Cette idée a été moquée, Tim Bajarin ayant lui-même jugé fantaisiste le Trio d'Asus. Patrick Moorhead de son côté la trouve légitime. Il explique que, tactiquement, c'est une façon pour les OEM de différencier leurs produits et d'installer un certain nombre d'apps sur leurs terminaux. C'est l'une des principales préoccupations des OEM à l'égard de leur partenaire logiciel. Microsoft a été critiqué par les clients, les analystes et par les fabricants d'ordinateurs pour le nombre d'apps de sa boutique Metro, quand on la compare avec ce que proposent Apple et Google. Vendre des portables à écran tactile n'a pas été chose aisée pour les OEM parce que les utilisateurs ont rechigné à payer des prix élevés en constatant le choix réduit d'apps dans l'écosystème Windows. En y ajoutant des apps Android, les fabricants ne se limitent  plus au catalogue traditionnel de Windows, mais accèdent aussi à l'énorme écosystème de l'OS mobile de Google.

Quelles conséquences si les PC Plus ont du succès ?


Il faut dire que les OEM ont  vu leurs ventes se réduire comme peau de chagrin au cours des 24 derniers mois. A l'échelle mondiale, les consommateurs ont décalé leurs mises à jour et investi dans des smartphones, tablettes et modèles hybrides entre mini-tablettes et smartphones. Ils ont également vu d'un mauvais oeil l'arrivée de Microsoft comme un concurrent, eux qui dépendent de lui depuis plusieurs décennies, chaque version de Windows dopant les ventes. 

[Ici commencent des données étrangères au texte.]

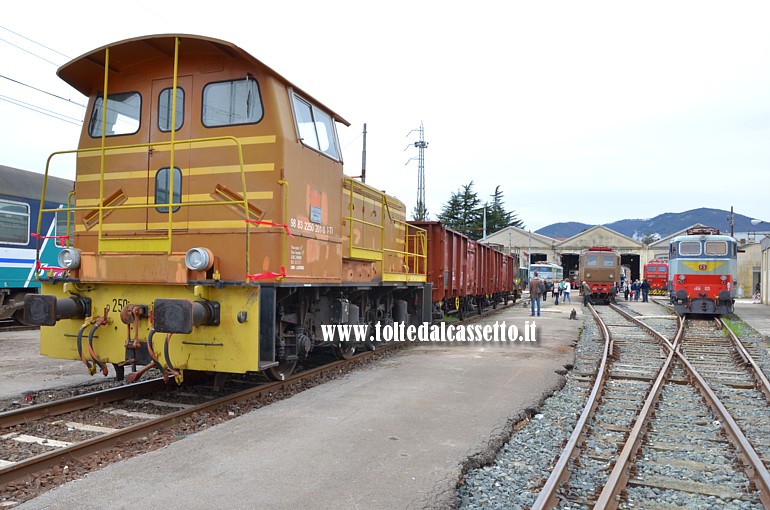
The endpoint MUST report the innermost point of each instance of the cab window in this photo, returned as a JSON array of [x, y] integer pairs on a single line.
[[122, 118], [229, 103], [14, 222], [162, 186], [165, 104], [315, 128], [61, 229]]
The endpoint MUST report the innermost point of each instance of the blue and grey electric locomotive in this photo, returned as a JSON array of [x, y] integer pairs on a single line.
[[703, 271]]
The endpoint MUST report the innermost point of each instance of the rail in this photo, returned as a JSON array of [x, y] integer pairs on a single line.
[[561, 472]]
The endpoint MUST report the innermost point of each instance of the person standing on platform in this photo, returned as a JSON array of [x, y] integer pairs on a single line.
[[565, 292], [586, 290], [645, 290], [536, 289]]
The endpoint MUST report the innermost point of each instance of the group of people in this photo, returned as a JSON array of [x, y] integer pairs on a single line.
[[636, 289], [538, 290]]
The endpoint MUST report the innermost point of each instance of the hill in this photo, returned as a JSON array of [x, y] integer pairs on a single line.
[[664, 224]]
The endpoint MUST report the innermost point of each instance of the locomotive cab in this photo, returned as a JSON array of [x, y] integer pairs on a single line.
[[703, 272], [211, 204]]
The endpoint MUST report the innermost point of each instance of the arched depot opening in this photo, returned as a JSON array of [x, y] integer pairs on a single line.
[[569, 262], [632, 260]]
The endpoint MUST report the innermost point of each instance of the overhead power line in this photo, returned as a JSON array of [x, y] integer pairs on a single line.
[[49, 113], [43, 91], [35, 42]]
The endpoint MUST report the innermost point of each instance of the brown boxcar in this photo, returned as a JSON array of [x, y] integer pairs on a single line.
[[465, 274], [599, 267], [211, 205]]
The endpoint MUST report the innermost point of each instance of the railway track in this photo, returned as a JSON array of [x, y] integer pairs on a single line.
[[679, 415], [67, 432], [674, 414], [48, 444]]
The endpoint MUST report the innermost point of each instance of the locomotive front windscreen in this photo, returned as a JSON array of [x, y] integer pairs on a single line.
[[718, 248], [689, 248]]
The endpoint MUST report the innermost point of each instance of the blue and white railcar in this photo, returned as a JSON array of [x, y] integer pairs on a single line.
[[20, 193], [703, 271]]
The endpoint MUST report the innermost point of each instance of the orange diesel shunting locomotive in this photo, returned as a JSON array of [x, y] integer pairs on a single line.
[[215, 229]]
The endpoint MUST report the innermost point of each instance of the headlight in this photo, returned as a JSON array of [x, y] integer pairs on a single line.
[[69, 258], [199, 259]]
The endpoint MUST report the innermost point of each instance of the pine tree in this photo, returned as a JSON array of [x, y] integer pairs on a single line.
[[462, 212], [497, 217], [420, 212]]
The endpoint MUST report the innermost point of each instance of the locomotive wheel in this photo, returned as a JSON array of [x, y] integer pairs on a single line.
[[281, 371]]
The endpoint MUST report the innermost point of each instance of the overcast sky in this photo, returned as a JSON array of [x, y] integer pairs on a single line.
[[580, 111]]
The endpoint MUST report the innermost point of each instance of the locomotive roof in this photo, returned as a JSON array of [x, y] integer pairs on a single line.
[[29, 185], [702, 237], [86, 72]]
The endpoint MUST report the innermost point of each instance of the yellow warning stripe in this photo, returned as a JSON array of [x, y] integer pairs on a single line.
[[203, 197], [181, 225], [246, 140], [698, 266], [208, 170]]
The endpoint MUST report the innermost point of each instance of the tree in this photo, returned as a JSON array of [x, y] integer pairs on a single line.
[[465, 214], [462, 212], [649, 238], [497, 217]]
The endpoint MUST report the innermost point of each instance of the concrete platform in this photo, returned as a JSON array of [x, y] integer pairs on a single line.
[[23, 370], [755, 315], [394, 435]]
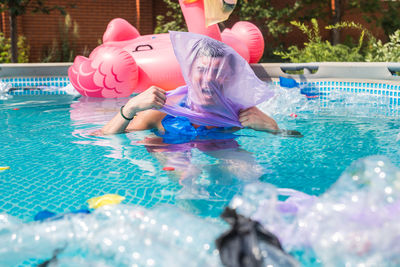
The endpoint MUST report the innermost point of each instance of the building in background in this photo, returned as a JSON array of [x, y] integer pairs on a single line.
[[44, 32]]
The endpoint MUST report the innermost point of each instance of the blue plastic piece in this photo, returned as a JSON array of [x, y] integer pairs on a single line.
[[43, 215], [179, 130], [310, 92], [288, 82]]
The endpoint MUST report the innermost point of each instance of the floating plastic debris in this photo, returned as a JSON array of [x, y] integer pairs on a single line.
[[116, 235], [3, 168], [109, 199], [355, 223]]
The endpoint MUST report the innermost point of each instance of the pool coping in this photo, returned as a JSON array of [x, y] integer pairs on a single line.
[[265, 71]]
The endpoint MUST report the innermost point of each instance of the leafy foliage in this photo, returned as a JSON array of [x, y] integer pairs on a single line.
[[5, 49], [388, 52], [64, 51], [378, 13], [272, 21], [317, 50], [173, 19]]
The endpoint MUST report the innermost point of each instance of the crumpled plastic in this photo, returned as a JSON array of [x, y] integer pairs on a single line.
[[219, 82], [248, 244], [354, 223], [116, 235]]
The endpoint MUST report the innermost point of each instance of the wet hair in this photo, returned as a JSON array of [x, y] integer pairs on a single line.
[[211, 48]]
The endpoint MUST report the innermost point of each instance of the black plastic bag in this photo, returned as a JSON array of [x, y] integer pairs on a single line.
[[240, 245]]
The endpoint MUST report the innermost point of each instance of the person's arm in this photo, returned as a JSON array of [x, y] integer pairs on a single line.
[[257, 120], [153, 97]]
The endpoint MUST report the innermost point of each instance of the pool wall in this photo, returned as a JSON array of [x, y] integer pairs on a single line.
[[354, 77]]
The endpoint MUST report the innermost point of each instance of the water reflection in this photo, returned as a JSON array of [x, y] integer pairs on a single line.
[[209, 171]]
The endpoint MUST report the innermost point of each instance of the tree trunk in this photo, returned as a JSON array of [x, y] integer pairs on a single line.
[[14, 38], [336, 7]]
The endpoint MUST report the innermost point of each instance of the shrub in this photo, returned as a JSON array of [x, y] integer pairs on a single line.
[[317, 50], [388, 52]]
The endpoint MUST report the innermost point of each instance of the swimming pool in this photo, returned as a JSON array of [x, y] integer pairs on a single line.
[[55, 164]]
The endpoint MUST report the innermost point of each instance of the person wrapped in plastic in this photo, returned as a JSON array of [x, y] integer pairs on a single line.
[[221, 92]]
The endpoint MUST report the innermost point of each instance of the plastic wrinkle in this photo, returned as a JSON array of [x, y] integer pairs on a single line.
[[219, 82], [354, 223]]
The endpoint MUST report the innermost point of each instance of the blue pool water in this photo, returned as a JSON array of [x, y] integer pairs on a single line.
[[55, 164]]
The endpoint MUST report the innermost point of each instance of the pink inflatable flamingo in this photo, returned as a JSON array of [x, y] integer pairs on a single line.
[[129, 63]]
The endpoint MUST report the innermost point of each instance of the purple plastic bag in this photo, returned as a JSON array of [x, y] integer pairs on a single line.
[[219, 82]]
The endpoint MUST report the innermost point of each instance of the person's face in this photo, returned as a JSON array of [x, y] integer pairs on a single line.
[[207, 77]]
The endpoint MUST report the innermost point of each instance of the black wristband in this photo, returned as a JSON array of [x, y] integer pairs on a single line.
[[123, 116]]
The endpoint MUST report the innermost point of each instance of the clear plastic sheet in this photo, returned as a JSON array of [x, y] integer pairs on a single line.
[[219, 82], [113, 236], [355, 223]]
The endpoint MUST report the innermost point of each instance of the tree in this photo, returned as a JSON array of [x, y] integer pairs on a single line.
[[378, 13], [17, 8]]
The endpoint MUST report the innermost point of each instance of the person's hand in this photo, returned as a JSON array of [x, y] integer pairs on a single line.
[[255, 119], [154, 97]]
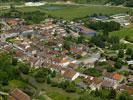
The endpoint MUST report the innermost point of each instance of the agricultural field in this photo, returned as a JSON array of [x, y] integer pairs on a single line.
[[82, 11], [123, 32], [70, 12]]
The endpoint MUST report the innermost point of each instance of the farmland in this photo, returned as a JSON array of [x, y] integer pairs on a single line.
[[123, 32], [70, 12]]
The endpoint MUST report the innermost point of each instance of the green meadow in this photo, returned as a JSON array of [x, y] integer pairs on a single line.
[[123, 32], [70, 12]]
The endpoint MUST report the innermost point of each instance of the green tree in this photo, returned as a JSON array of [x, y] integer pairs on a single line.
[[121, 54], [118, 65]]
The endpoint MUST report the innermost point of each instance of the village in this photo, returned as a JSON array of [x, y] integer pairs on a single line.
[[50, 45]]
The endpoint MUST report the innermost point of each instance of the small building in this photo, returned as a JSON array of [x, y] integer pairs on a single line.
[[70, 74], [126, 88], [17, 94]]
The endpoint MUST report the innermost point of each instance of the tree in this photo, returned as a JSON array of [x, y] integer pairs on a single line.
[[121, 54], [118, 65], [48, 80], [130, 67], [41, 74], [24, 68], [53, 74], [71, 87], [129, 51]]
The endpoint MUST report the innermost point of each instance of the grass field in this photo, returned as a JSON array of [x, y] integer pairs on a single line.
[[70, 12], [123, 32], [82, 11]]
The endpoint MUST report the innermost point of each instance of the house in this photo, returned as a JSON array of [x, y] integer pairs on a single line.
[[126, 88], [113, 77], [130, 78], [17, 94], [81, 85], [130, 62], [96, 83], [87, 31], [72, 65], [36, 62], [12, 22], [34, 3], [61, 61], [70, 74], [109, 84]]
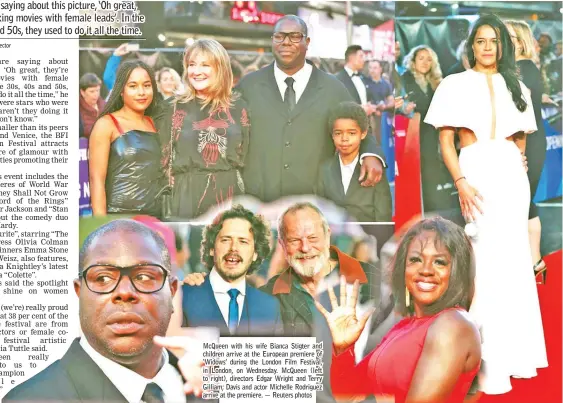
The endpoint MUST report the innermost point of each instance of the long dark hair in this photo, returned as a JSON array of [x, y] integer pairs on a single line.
[[115, 101], [462, 276], [506, 62]]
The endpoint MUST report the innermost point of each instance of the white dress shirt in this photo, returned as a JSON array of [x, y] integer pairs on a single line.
[[347, 171], [132, 385], [301, 79], [221, 287], [359, 84]]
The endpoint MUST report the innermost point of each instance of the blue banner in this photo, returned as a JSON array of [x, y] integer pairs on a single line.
[[388, 144], [551, 177]]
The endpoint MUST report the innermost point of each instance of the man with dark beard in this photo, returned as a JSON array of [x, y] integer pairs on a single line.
[[234, 245], [125, 291]]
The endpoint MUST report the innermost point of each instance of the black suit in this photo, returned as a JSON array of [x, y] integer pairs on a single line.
[[287, 148], [365, 204], [345, 79], [75, 377]]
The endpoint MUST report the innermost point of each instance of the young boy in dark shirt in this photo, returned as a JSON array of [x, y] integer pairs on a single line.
[[339, 176]]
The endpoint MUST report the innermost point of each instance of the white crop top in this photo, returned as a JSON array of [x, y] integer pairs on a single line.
[[464, 100]]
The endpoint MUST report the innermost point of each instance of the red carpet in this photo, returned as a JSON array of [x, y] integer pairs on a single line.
[[546, 387]]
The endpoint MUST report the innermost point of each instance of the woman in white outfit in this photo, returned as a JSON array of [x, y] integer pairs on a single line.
[[491, 111]]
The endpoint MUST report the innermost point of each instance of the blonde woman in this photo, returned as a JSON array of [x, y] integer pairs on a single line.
[[523, 41], [168, 82], [210, 130], [421, 77]]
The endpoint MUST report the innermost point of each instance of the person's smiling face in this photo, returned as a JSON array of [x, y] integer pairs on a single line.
[[427, 270]]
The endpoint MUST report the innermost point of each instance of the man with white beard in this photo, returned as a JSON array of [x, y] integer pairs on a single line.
[[314, 266]]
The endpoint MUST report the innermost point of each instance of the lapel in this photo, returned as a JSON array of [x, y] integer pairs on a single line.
[[271, 91], [243, 328], [336, 174], [311, 94], [90, 383], [354, 183], [203, 307]]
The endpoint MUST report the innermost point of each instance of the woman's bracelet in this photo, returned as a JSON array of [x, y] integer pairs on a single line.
[[458, 179]]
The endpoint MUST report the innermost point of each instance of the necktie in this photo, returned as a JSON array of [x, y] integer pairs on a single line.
[[289, 97], [233, 310], [153, 394]]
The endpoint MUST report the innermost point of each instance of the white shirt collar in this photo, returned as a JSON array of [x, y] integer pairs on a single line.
[[347, 172], [350, 166], [349, 71], [132, 385], [301, 79], [221, 286]]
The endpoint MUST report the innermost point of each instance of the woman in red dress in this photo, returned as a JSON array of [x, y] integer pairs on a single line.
[[434, 354]]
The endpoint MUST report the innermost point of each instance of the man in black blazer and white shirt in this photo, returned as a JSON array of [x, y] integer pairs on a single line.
[[289, 102], [125, 291]]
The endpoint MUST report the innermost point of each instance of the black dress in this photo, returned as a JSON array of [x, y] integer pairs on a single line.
[[208, 151], [536, 142], [134, 177], [437, 189]]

Pour Patrick Moorhead, l'arrivée des PC Plus montre que les équipementiers, face au lent démarrage de Windows 8, veulent se tourner vers des OS alternatifs même s'ils le font de façon expérimentale. Stratégiquement, ces PC Plus pourraient intéresser des millions de consommateurs qui apprécieraient d'avoir Android sur leur PC. Certain fabricants, comme Dell, HP et Lenovo, ont déjà lancé des portables sous Chrome OS, une façon de contourner Windows sur des terminaux offrant une taille d'écran supérieure à celle des tablettes. A cet égard, Android et Chrome OS semblent être les seules alternatives pour ces OEM, Linux intéressant surtout, jusqu'ici, les passionnés de technologie, tandis qu'Apple limite OS X à ses seules machines.

Il sera intéressant de voir comment Microsoft réagit à l'arrivée des PC Plus. Cela ne devrait guère le réjouir. Certes, il vendra toujours des licences de son OS. En revanche, si ces ordinateurs se répandant, cela pourrait démotiver les développeurs de créer des apps natives pour Windows.